The idea is to show that you can find a basis consisting of vectors that are eigenvectors of both $A$ and $B$. Then a proof goes by induction on the dimension of the space (or the size of the matrices, if you prefer that). The key observation is the following.
Let $V$ be the whole space ($\Bbb{C}^n$ or $\Bbb{R}^n$, depending).
Let $\lambda$ be an eigenvalue of $A$. Consider the corresponding eigenspace $V_\lambda$. Then it follows that $B(V_\lambda)\subseteq V_\lambda$. This is because for all $x\in V_\lambda$ we have
$$
A(Bx)=(AB)x=(BA)x=B(Ax)=B(\lambda x)=\lambda (Bx)
$$
proving that $Bx\in V_\lambda$.
This holds for all eigenvalues of $A$. If there is more than one eigenspace, then they all have dimensions $<\dim V$, and induction hypothesis kicks in: by the above observation it is enough to settle the question for all those smaller spaces as by diagnoalizablity of $A$ the whole space is a direct sum of $V_\lambda$:s.

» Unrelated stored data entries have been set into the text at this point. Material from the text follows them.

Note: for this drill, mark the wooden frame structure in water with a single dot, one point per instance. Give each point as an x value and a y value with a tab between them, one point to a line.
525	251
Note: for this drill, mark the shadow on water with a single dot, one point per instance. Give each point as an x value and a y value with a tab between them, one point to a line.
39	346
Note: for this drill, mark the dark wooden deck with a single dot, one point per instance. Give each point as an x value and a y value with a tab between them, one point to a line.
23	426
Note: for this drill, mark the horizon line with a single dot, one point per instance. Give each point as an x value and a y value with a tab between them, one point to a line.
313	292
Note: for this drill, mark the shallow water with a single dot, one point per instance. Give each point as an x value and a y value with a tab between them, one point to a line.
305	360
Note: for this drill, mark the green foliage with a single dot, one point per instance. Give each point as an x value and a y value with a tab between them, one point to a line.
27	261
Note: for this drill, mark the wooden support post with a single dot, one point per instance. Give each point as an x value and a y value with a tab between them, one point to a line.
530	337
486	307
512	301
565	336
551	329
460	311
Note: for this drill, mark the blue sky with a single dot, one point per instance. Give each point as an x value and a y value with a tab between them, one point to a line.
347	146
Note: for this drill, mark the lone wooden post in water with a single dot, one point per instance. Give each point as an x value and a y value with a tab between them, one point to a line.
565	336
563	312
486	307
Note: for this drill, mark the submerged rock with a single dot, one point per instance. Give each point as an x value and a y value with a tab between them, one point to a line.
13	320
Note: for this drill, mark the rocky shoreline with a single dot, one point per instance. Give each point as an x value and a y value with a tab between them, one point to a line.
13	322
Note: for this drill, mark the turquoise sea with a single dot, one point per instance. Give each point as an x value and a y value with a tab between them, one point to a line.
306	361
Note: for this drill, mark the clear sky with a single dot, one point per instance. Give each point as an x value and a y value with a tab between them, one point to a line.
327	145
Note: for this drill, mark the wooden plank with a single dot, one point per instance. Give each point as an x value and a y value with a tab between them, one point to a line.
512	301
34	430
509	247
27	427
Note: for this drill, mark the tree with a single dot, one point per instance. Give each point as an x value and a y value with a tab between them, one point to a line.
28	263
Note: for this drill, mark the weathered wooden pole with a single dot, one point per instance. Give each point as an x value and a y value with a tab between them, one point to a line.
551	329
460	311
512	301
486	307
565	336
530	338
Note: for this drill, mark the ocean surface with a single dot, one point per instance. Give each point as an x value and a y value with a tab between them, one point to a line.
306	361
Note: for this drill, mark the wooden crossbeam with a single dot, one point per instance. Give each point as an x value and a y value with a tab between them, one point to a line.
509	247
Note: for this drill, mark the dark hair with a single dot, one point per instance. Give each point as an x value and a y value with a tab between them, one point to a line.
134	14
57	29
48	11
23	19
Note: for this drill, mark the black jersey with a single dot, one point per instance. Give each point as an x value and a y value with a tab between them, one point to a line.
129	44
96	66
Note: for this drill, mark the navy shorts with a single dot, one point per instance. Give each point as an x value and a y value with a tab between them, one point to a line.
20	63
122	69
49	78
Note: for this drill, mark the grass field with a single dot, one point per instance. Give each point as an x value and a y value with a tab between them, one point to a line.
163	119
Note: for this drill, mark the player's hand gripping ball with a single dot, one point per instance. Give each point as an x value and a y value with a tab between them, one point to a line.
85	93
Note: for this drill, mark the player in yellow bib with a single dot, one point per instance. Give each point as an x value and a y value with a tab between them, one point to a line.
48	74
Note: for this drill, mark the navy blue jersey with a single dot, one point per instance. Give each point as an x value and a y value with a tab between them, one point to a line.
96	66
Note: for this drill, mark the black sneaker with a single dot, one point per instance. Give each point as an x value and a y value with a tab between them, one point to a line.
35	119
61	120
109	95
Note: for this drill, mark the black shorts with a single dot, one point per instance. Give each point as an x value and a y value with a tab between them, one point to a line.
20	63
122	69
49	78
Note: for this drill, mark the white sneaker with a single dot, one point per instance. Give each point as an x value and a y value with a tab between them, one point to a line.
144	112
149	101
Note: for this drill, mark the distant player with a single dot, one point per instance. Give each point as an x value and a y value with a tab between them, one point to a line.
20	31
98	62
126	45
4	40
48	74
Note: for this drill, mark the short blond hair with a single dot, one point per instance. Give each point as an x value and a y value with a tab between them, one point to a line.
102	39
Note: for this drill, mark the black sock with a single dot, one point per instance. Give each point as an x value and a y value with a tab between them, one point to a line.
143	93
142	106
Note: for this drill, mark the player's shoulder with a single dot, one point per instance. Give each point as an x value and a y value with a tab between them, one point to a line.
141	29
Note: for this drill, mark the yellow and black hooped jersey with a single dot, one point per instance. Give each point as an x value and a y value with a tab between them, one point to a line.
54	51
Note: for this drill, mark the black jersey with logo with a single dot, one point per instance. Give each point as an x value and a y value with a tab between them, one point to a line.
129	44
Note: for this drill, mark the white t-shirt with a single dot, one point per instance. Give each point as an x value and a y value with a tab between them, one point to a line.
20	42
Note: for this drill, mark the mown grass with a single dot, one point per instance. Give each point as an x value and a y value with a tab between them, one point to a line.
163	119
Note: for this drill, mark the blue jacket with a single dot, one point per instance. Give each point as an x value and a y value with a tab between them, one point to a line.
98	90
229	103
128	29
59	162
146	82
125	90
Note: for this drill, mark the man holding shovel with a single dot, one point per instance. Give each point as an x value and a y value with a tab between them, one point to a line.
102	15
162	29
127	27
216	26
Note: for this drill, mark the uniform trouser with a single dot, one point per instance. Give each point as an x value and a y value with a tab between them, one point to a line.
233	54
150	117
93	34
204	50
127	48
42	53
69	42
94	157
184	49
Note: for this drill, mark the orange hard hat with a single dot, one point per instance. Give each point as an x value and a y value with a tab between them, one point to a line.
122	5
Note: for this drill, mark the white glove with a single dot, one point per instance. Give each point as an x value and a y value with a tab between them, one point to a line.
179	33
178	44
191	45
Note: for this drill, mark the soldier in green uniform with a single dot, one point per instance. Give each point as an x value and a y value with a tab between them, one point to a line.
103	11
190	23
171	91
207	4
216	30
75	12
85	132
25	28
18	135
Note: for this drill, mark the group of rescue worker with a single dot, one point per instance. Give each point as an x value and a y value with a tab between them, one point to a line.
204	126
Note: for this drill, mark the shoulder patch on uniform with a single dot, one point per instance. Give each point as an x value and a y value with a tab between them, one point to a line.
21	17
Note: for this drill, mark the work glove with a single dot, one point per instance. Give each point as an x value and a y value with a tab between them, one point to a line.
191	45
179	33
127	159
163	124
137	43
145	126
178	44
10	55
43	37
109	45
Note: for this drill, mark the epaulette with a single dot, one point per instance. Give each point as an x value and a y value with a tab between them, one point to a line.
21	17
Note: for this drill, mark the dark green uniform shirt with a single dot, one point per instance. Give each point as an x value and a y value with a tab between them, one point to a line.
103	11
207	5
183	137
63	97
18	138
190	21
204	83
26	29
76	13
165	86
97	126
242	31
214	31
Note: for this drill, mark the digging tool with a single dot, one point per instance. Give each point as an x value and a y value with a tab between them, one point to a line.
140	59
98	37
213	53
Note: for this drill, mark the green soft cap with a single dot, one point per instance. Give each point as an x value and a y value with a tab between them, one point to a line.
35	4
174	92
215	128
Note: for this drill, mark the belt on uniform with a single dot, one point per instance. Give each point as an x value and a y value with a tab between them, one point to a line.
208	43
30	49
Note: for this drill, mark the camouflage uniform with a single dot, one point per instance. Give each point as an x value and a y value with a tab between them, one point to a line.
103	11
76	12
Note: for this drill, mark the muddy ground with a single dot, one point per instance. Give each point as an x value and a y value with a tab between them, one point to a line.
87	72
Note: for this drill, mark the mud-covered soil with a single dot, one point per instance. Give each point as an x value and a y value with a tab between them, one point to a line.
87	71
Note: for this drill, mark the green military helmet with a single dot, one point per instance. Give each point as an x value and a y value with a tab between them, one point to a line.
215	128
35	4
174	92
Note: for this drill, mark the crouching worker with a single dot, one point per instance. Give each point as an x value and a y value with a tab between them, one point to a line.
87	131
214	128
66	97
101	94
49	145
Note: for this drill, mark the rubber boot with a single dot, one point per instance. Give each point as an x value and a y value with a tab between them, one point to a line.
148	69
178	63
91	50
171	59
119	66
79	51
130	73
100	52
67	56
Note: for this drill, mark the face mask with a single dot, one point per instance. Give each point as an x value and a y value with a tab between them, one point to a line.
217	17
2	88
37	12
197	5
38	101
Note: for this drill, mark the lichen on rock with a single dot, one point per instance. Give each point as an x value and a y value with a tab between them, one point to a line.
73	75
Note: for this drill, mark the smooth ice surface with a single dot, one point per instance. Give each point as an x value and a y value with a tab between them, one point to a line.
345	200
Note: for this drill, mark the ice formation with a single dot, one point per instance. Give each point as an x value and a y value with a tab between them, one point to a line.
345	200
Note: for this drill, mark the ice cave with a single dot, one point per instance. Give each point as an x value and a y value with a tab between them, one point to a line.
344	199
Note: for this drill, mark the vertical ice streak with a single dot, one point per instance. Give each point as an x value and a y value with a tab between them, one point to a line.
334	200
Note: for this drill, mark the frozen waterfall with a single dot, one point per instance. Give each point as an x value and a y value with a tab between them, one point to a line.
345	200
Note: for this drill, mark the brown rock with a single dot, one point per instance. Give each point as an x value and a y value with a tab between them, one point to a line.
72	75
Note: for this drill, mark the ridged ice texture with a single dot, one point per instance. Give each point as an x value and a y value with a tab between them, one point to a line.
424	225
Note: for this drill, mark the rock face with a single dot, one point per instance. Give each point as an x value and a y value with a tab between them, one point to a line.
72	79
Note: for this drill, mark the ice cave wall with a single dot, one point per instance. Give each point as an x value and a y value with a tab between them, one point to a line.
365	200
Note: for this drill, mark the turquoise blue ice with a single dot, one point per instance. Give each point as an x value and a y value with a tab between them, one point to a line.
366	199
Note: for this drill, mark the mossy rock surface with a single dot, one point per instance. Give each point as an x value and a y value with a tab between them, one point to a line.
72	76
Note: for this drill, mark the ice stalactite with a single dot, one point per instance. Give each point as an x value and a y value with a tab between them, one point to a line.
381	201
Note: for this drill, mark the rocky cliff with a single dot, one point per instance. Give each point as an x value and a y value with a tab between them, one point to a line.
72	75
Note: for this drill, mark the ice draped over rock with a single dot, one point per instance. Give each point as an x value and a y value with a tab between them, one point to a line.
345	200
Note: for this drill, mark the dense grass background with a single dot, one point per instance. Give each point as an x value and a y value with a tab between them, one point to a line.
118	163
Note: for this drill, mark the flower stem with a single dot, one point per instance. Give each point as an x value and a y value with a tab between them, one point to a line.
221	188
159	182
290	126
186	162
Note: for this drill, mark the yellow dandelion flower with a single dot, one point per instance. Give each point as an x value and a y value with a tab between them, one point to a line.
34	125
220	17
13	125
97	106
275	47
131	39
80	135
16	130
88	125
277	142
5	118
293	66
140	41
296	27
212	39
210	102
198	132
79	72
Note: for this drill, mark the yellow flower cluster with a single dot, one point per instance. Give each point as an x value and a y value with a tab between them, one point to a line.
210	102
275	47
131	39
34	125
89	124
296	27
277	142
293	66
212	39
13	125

OTOH, if one of the $V_\lambda$:s is the whole space, then $A$ is a scalar matrix, and thus diagonalized by any matrix $S$. In that case it suffices to simply diagonalize $B$.
The base case of $1\times 1$ matrices is trivial.
[Edit]
What seems to be missing from the above is that the subspace $V_\lambda$ also has a basis consisting of eigenvectors of $B$. This can be shown as follows. Diagonalizability of $A$ means that
$$
V=V_\lambda\oplus\left(\bigoplus_{\mu\neq\lambda}V_\mu\right)
$$
is a sum of eigenspaces of $A$. Call that other summand $V_{\neq\lambda}$. Both $V_\lambda$ and $V_{\neq\lambda}$ are stable under $B$, because the above argument also shows that $B(V_\mu)\subseteq V_\mu$ for all $\mu$. If $\beta$ is any eigenvalue of $B$, and $U_\beta$ is the corresponding eigenspace, then any vector $y\in U_\beta$
can be uniquely written in the form $y=y_1+y_2$ with $y_1\in V_\lambda$, $y_2\in V_{\neq\lambda}$. Here $By=\beta y=(\beta y_1)+(\beta y_2)$. But as $By_1\in V_\lambda$ and $By_2\in V_{\neq\lambda}$ we must have $By= By_1+By_2$. By the direct sum property we can conclude that $By_1=\beta y_1$ and $By_2=\beta y_2$. Therefore
$$
U_\beta=(U_\beta\cap V_\lambda)\oplus (U_\beta\cap V_{\neq\lambda}).
$$
The claim follows from this.
[\Edit].